Belichick's former girlfriend, Linda Holliday, explained to ESPN's "The Adam Schefter Podcast" that Belichick had actually left a few dog treats near the laptop. When he stepped away from the table, Nike hopped up to wait patiently for the go-ahead to eat the treats.
For the record, the Patriots' first pick that year was safety Kyle Dugger, who was taken in the second round. Dugger has become one of the top safeties in the NFL and finished with 108 tackles and two interceptions this season. Nice job, Nike.

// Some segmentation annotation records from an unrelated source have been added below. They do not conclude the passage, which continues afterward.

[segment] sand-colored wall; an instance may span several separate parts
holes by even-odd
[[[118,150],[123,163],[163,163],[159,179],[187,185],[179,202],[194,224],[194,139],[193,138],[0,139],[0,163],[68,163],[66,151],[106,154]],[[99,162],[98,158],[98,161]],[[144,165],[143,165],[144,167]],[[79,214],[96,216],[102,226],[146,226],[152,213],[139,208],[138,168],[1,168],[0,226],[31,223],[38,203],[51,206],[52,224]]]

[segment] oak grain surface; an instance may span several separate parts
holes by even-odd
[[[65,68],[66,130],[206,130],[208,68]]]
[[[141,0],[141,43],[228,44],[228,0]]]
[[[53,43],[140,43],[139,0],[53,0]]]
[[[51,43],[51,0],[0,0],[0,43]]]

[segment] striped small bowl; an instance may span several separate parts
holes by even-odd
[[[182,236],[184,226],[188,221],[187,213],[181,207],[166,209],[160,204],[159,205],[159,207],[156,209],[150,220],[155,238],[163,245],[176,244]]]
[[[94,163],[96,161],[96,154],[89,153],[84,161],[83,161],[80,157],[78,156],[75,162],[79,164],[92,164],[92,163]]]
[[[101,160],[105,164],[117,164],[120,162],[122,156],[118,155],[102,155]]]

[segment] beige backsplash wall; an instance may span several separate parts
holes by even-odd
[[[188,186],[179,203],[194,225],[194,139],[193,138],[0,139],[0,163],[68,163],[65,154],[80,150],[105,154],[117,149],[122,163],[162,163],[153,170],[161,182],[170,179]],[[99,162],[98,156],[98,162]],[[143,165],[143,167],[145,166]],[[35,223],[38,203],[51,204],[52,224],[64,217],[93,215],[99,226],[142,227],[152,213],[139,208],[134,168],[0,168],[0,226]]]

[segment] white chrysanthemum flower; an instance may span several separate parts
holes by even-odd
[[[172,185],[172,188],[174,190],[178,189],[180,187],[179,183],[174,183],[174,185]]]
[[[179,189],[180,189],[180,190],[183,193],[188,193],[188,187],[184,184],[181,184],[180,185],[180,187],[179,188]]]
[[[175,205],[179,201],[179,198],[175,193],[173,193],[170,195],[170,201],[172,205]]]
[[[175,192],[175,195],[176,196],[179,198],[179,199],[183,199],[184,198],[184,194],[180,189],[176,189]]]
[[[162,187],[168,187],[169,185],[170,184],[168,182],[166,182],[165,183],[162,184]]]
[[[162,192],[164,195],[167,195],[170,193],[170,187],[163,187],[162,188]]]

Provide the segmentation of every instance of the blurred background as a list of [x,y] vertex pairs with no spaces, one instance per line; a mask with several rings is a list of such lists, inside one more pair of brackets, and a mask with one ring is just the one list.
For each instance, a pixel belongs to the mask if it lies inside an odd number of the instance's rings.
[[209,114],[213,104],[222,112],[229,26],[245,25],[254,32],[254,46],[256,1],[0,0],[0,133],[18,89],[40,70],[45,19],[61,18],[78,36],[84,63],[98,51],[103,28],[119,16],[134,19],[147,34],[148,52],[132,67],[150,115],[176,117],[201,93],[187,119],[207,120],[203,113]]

Surprising pop culture opinions
Belichick had such a reputation as an obsessive football mind, it was assumed he just spent his free time watching game film and breaking down footage of the backup punter.
That's what made it so surprising to see he's a Swiftie. Belichick was seen in the crowd in May 2023 during Taylor Swift's concert at the Patriots' stadium. She played three-plus hours in a rainstorm that night.
"That was pretty impressive," he said in August on "The Greg Hill Show" on Boston radio station WEEI. "She's tough. She stood out there and played right through it."
He even had a take on his favorite Swift song, even though he didn't quite get the title of "You Need to Calm Down" correct.
"Look, I'm definitely on the 'You've Got to Calm Down,'" he said. "That's pretty good. ... There's a lot of times when that's very appropriate."